I have two internal dns servers set up and all my servers have both of them in the resolv.conf Our main dns server went down and suddenly no server could see each other. I edited a few of the servers resolv.conf manually and committed out the first (down) dns server and that machine would instantly be able to ping again. What did I do wrong, does it not auto switch to the secondary dns server when it times out?
# File managed by puppet
nameserver 192.168.146.100
nameserver 192.168.159.101
;nameserver 72.14.188.5
domain example.com
search example.com
It's likely that the default timeout is too long and that apps are breaking as a result. Keep in mind that the resolver will go start with the first entry in /etc/resolv.conf -every- time it's called (notwithstanding cached entries).
Try adding something like "options timeout:.5" or similar (see the man page - http://linux.die.net/man/5/resolv.conf) to let the local resolver try alternate name servers sooner. Be careful of making this value too low, as some recursive lookups can legitimately take quite a while.

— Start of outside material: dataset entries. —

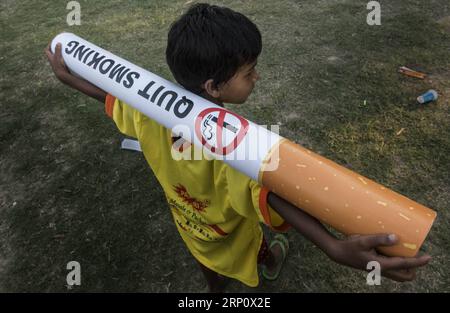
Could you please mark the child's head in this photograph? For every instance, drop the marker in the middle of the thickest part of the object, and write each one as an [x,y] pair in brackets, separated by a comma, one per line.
[212,51]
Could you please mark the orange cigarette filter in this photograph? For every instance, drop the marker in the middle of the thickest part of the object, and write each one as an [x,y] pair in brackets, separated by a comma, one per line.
[345,200]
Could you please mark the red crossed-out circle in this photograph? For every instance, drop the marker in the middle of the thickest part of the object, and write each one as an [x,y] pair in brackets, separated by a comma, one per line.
[219,148]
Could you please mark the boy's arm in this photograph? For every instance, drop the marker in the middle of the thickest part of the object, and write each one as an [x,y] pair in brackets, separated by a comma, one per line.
[62,73]
[355,251]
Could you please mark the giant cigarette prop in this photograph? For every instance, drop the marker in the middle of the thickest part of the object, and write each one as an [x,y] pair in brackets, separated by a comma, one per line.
[347,201]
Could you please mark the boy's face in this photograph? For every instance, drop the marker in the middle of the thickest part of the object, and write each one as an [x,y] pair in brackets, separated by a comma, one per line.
[240,86]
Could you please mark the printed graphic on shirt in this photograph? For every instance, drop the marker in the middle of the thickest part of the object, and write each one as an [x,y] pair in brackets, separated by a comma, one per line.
[187,209]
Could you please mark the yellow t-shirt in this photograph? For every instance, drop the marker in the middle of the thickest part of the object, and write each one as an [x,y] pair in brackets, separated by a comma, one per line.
[217,210]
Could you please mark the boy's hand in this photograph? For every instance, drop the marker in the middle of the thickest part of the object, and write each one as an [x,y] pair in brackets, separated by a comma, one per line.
[357,251]
[57,62]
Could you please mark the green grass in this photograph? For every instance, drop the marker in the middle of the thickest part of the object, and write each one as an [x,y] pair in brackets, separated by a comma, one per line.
[67,192]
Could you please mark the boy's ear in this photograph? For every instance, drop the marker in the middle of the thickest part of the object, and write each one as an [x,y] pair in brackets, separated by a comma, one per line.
[209,87]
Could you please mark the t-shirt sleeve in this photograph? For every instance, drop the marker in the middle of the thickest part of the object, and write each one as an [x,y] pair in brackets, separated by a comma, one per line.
[249,199]
[125,117]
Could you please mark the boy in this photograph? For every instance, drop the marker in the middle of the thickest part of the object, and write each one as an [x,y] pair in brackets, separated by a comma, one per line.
[213,51]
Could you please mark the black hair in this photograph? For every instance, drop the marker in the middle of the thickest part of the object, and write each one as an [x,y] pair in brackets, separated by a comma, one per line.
[209,41]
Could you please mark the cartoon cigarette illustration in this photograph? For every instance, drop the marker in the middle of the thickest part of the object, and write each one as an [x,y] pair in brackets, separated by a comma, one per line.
[335,195]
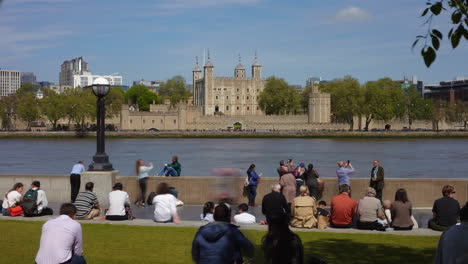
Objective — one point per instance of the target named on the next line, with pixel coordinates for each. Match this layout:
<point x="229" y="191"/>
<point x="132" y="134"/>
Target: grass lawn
<point x="19" y="242"/>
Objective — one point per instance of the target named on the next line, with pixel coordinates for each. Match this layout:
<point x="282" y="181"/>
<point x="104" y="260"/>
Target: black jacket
<point x="274" y="204"/>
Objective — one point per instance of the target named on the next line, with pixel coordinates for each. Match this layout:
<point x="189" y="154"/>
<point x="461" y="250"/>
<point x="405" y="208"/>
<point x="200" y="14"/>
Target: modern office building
<point x="87" y="79"/>
<point x="70" y="68"/>
<point x="450" y="91"/>
<point x="28" y="77"/>
<point x="150" y="84"/>
<point x="10" y="82"/>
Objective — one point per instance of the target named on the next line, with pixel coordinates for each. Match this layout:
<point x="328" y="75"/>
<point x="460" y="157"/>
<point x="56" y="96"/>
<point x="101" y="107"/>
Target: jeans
<point x="75" y="182"/>
<point x="142" y="183"/>
<point x="252" y="194"/>
<point x="168" y="171"/>
<point x="5" y="212"/>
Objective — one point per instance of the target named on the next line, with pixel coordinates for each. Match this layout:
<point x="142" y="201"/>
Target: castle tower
<point x="319" y="106"/>
<point x="256" y="69"/>
<point x="239" y="72"/>
<point x="196" y="75"/>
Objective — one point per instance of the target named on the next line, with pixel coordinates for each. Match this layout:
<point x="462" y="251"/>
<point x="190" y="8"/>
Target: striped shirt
<point x="85" y="202"/>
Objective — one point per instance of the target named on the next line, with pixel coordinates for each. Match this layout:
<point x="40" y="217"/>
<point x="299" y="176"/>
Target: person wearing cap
<point x="75" y="179"/>
<point x="369" y="211"/>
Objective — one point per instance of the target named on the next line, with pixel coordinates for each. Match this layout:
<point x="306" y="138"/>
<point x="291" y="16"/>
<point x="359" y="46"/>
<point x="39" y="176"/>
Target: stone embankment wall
<point x="198" y="190"/>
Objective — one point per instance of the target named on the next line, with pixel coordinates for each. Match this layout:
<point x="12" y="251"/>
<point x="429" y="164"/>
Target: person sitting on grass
<point x="61" y="239"/>
<point x="244" y="217"/>
<point x="445" y="210"/>
<point x="303" y="210"/>
<point x="87" y="204"/>
<point x="12" y="198"/>
<point x="35" y="201"/>
<point x="323" y="215"/>
<point x="280" y="245"/>
<point x="173" y="169"/>
<point x="453" y="243"/>
<point x="208" y="210"/>
<point x="369" y="211"/>
<point x="119" y="205"/>
<point x="165" y="204"/>
<point x="220" y="242"/>
<point x="342" y="209"/>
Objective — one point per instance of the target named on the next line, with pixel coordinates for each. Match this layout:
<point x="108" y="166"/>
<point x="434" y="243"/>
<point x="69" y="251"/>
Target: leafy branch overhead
<point x="433" y="37"/>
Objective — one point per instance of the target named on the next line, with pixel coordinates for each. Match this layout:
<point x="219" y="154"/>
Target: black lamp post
<point x="101" y="162"/>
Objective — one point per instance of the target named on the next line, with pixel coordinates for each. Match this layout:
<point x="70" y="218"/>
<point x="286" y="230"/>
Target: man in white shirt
<point x="61" y="239"/>
<point x="75" y="179"/>
<point x="243" y="217"/>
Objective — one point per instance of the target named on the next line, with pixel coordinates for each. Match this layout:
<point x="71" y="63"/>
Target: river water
<point x="401" y="158"/>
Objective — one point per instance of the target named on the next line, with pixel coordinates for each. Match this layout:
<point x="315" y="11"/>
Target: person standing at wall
<point x="253" y="178"/>
<point x="142" y="169"/>
<point x="377" y="179"/>
<point x="75" y="179"/>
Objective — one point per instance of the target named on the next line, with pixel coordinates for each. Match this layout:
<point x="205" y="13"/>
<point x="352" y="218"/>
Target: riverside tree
<point x="278" y="98"/>
<point x="175" y="90"/>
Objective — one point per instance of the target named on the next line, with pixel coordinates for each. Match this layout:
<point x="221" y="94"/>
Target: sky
<point x="158" y="39"/>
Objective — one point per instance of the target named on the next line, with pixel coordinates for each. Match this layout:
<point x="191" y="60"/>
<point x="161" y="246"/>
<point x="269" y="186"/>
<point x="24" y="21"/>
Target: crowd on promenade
<point x="295" y="201"/>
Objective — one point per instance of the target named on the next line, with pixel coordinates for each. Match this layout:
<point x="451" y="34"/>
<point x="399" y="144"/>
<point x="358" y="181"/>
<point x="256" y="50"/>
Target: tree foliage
<point x="458" y="9"/>
<point x="141" y="95"/>
<point x="175" y="90"/>
<point x="278" y="98"/>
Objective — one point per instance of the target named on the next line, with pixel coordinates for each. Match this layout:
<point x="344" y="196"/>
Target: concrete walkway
<point x="149" y="222"/>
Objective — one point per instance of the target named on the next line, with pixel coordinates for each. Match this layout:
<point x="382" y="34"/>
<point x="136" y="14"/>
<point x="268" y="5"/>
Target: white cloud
<point x="351" y="14"/>
<point x="190" y="4"/>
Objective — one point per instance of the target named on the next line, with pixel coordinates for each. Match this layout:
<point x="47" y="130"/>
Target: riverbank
<point x="239" y="134"/>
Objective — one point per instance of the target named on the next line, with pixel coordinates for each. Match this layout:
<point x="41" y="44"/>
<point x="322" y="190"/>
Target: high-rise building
<point x="28" y="77"/>
<point x="76" y="66"/>
<point x="10" y="82"/>
<point x="87" y="79"/>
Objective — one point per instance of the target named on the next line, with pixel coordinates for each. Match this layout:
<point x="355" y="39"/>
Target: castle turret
<point x="239" y="72"/>
<point x="256" y="69"/>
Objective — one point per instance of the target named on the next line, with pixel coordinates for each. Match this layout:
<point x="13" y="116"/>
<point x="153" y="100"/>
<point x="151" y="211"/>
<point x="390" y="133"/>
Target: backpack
<point x="150" y="198"/>
<point x="30" y="202"/>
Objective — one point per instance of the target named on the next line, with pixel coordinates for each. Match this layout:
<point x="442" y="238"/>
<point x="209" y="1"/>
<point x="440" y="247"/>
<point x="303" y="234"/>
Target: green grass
<point x="19" y="242"/>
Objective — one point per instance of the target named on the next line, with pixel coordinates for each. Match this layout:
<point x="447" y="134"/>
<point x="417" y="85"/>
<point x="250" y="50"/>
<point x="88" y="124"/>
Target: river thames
<point x="401" y="158"/>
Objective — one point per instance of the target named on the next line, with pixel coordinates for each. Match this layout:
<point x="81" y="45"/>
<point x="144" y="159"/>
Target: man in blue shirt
<point x="342" y="172"/>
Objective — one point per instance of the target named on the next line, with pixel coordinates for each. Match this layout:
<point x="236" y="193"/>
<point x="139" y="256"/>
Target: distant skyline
<point x="158" y="39"/>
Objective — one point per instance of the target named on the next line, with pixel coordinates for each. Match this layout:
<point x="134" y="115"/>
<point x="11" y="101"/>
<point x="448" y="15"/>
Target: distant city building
<point x="235" y="95"/>
<point x="87" y="79"/>
<point x="449" y="91"/>
<point x="28" y="77"/>
<point x="406" y="83"/>
<point x="313" y="80"/>
<point x="71" y="68"/>
<point x="58" y="88"/>
<point x="150" y="84"/>
<point x="10" y="82"/>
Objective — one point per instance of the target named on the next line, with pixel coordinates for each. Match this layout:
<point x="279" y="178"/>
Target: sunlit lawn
<point x="19" y="241"/>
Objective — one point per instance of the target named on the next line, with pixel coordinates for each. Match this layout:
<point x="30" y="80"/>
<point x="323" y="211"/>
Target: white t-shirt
<point x="78" y="168"/>
<point x="117" y="201"/>
<point x="13" y="198"/>
<point x="244" y="218"/>
<point x="164" y="207"/>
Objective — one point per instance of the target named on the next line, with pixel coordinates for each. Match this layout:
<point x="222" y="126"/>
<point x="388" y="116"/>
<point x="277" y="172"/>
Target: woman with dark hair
<point x="208" y="211"/>
<point x="142" y="169"/>
<point x="401" y="211"/>
<point x="310" y="178"/>
<point x="165" y="205"/>
<point x="280" y="245"/>
<point x="12" y="198"/>
<point x="252" y="178"/>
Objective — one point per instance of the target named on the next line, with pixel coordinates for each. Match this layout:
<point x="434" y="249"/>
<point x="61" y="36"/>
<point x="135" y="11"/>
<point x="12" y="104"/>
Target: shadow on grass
<point x="348" y="251"/>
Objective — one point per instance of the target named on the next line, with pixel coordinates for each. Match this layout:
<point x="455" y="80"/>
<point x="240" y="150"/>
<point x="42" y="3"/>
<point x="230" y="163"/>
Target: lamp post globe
<point x="100" y="88"/>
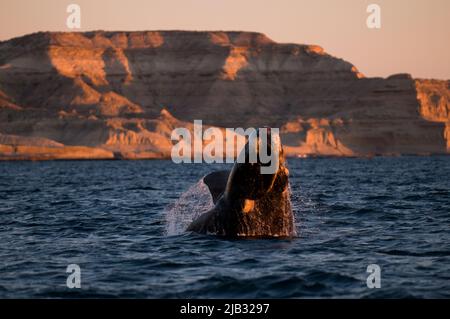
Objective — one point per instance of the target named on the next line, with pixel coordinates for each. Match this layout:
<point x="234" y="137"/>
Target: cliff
<point x="120" y="94"/>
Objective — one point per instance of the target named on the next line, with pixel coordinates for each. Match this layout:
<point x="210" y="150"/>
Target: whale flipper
<point x="217" y="182"/>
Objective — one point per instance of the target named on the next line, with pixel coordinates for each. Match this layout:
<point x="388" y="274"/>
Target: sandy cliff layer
<point x="120" y="94"/>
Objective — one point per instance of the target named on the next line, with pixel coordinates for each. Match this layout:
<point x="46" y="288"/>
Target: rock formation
<point x="120" y="94"/>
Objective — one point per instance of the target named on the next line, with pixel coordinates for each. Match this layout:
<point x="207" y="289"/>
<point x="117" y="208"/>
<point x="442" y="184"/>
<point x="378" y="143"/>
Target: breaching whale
<point x="247" y="202"/>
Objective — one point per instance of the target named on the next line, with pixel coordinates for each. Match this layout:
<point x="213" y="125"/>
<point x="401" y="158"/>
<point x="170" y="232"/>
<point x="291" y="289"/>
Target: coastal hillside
<point x="105" y="95"/>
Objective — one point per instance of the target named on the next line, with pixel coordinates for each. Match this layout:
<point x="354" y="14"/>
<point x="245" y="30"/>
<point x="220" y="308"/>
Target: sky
<point x="414" y="36"/>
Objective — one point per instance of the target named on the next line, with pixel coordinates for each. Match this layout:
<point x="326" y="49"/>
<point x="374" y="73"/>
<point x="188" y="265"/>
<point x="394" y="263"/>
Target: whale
<point x="247" y="202"/>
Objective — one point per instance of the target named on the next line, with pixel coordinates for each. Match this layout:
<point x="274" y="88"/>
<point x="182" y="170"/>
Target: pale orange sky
<point x="414" y="35"/>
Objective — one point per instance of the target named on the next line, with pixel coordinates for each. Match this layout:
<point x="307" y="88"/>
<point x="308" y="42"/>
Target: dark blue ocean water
<point x="112" y="217"/>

In addition to decreasing the timeout, you may want to add
options rotate
which causes the resolver to vary which nameserver it starts with. This means that when the first server is unavailable, at least some of the time the resolver will start by querying the second server. Of course, it does mean that the effect of the second nameserver failing is more noticable.It's supposed to be transparent and just work. All I can think is there is an abnormal timeout on the first server. Can you reliably reproduce the problem?